Em 2012, reposição da inflação em março e aumento real de 1,6% em agosto. Na proposta, o repasse da inflação prevê um teto de 6,5%. Caso a inflação supere este valor, a diferença terá que ser negociada.

Os trabalhadores querem que, em qualquer circunstância, a base de cálculo para o reajuste de 2013 seja a inflação plena, acrescida de 1,6%.

Para os funcionários não-docentes, o piso salarial passa a R$ 700 (29,63% de reajuste). Em 2012, o índice acompanharia o que for definido para os salários.

Bolsas de estudo

Não há mudanças na bolsa de estudo dos professores e auxiliares. Em relação às bolsas para filhos e dependentes, os patrões querem o reembolso dos encargos sociais (INSS etc) cobrados sobre o benefício, valor em torno de 27% da mensalidade. A mudança começaria a valer em 2012.

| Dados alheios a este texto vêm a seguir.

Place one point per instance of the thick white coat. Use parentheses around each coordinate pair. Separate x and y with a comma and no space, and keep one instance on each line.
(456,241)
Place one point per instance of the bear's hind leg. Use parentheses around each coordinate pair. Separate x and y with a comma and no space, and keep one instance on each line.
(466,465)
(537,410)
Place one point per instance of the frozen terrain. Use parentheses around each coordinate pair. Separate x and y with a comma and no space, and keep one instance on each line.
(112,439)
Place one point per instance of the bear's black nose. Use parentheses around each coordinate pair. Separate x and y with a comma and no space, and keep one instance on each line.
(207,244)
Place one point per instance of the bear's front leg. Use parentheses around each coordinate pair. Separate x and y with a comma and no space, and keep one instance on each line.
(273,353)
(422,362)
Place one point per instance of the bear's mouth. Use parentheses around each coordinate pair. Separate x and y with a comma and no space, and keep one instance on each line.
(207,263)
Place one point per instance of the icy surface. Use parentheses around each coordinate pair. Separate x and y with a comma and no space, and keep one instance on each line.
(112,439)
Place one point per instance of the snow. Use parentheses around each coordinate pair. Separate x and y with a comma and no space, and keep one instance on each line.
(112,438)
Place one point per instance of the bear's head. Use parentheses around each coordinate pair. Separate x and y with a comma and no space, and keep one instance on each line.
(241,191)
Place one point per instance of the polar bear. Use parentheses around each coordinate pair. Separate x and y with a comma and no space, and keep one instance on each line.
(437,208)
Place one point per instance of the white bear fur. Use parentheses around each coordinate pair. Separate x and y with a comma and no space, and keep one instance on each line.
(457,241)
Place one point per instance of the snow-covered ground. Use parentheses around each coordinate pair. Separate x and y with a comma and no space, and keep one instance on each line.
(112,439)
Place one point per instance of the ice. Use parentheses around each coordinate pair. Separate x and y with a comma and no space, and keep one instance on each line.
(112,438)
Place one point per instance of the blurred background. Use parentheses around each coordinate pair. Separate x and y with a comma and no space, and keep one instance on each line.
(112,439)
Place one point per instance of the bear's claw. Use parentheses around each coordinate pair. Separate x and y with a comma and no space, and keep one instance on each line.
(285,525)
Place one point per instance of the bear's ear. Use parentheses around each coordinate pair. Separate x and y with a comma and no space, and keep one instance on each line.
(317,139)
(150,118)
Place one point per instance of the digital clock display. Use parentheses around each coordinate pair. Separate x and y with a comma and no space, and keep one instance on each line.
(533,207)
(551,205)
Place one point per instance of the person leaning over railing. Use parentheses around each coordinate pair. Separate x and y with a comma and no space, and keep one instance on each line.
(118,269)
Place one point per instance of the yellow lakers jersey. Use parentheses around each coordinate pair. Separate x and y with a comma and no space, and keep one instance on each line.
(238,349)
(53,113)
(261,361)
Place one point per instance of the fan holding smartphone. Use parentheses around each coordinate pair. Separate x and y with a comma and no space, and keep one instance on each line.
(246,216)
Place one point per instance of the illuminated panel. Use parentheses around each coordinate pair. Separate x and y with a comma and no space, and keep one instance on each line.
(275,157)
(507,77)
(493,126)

Para os trabalhadores, as instituições de ensino superior que gozam de imunidade tributária ou isenção fiscal não poderão cobrar esse reembolso, já que o valor refere-se a encargos previdenciários. Outra ressalva à proposta do Semesp é que a cobrança deve valer apenas para os filhos e dependentes que ingressarem na IES a partir de 2012.

Recesso

Na proposta apresentada, ficam mantidos os 30 dias de recesso, sendo 20 deles gozados sempre em janeiro. A mudança é que os dez dias restantes poderão ser divididos em até três períodos (hoje são dois), desde que, em cada período, sejam usados dias consecutivos em que normalmente deveria haver aulas.

Hora tecnológica

Será criada uma comissão intersindical para discutir o pagamento das horas-tecnológicas, educação a distância, atividade docente e outras denominações (tutoria etc), com prazo até outubro de 2012 para propor mudanças a partir de 2013.